By 2025, over 180 zettabytes of data will be generated globally, with healthcare contributing more than one-third. Currently, only about 3% of healthcare data is effectively used due to inefficient systems unable to scale multi-modal data processing.
Agentic AI systems are proactive, goal-driven, and adaptive. They use large language models and foundational models to process vast datasets, maintain context, coordinate multi-agent workflows, and provide real-time decision-making support across multiple healthcare domains.
Specialized agents independently analyze clinical notes, molecular data, biochemistry, radiology, and biopsy reports. They autonomously retrieve supplementary data, synthesize evaluations via a coordinating agent, and generate treatment recommendations stored in EMRs, streamlining multidisciplinary cooperation.
Agentic AI automates appointment prioritization by balancing urgency and available resources. Reactive agents integrate clinical language processing to trigger timely scheduling of diagnostics like MRIs, while compatibility agents prevent procedure risks by cross-referencing device data such as pacemaker models.
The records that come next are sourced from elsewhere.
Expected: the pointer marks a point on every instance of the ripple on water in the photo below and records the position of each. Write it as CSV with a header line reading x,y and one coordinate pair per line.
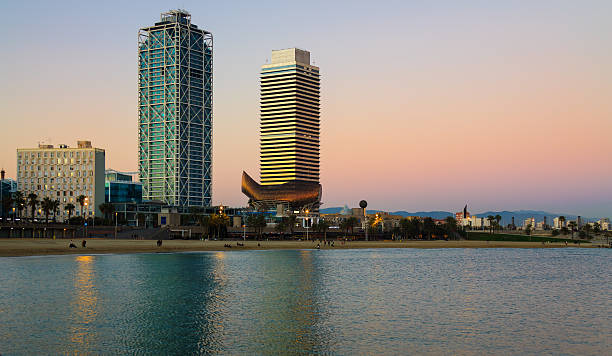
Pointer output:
x,y
466,301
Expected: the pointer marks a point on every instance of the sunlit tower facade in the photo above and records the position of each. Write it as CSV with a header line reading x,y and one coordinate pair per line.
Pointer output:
x,y
175,111
290,91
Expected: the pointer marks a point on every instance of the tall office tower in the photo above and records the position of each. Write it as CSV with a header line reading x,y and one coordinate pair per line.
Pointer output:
x,y
175,111
289,118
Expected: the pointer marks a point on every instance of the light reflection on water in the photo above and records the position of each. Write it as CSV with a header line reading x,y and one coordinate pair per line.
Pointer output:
x,y
84,301
498,301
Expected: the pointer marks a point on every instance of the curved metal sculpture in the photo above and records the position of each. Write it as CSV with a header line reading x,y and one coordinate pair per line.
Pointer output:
x,y
296,193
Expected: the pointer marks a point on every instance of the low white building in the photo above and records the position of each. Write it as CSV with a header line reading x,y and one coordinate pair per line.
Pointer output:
x,y
63,173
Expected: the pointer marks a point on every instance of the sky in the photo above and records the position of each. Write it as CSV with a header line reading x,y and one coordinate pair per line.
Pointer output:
x,y
425,105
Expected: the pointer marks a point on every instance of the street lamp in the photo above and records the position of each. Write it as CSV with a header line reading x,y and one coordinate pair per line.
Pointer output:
x,y
363,204
307,221
85,220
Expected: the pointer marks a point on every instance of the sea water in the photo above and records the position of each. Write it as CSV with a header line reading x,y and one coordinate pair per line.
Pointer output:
x,y
370,301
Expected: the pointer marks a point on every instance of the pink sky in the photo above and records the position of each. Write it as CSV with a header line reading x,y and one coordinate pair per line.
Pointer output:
x,y
422,108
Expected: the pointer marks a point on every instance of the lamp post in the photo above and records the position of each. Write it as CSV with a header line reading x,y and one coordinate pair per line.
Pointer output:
x,y
84,219
363,204
220,220
307,223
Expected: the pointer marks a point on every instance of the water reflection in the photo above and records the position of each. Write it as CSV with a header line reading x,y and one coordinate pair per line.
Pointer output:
x,y
309,302
84,303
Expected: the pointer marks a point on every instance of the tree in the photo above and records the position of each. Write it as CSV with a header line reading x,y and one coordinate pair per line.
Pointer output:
x,y
54,207
20,202
497,220
290,223
450,224
561,221
410,227
491,218
322,226
69,208
46,205
258,222
429,226
587,228
572,225
33,203
7,203
107,210
81,201
194,214
281,226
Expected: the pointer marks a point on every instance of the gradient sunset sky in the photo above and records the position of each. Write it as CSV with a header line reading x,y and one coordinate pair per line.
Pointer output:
x,y
425,105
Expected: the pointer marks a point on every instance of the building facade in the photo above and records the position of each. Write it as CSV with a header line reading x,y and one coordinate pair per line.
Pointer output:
x,y
290,91
63,173
120,188
7,188
289,136
175,111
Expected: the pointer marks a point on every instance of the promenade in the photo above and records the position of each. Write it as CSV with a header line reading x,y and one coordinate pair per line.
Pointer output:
x,y
32,247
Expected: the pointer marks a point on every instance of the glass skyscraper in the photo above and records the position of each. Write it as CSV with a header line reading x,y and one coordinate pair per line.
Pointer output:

They integrate data from diagnostics and treatment modules, enabling theranostic sessions that combine therapy and diagnostics. Treatment planning agents synchronize multi-modal therapies (chemotherapy, surgery, radiation) with scheduling to optimize resources and speed patient care.
AWS services such as S3, DynamoDB, VPC, KMS, Fargate, ALB, OIDC/OAuth2, CloudFront, CloudFormation, and CloudWatch enable secure, scalable, encrypted data storage, compute hosting, identity management, load balancing, and real-time monitoring necessary for agentic AI systems.
Human-in-the-loop ensures clinical validation of AI outputs, detecting false information and maintaining safety. It combines robust detection systems with expert oversight, supporting transparency, auditability, and adherence to clinical protocols to build trust and reliability.
Amazon Bedrock accelerates building coordinating agents by enabling memory retention, context maintenance, asynchronous task execution, and retrieval-augmented generation. It facilitates seamless orchestration of specialized agents’ workflows, ensuring continuity and personalized patient care.
Future integrations include connecting MRI and personalized treatment tools for custom radiotherapy dosimetry, proactive radiation dose monitoring, and system-wide synchronization breaking silos. These advancements aim to further automate care, reduce delays, and enhance precision and safety.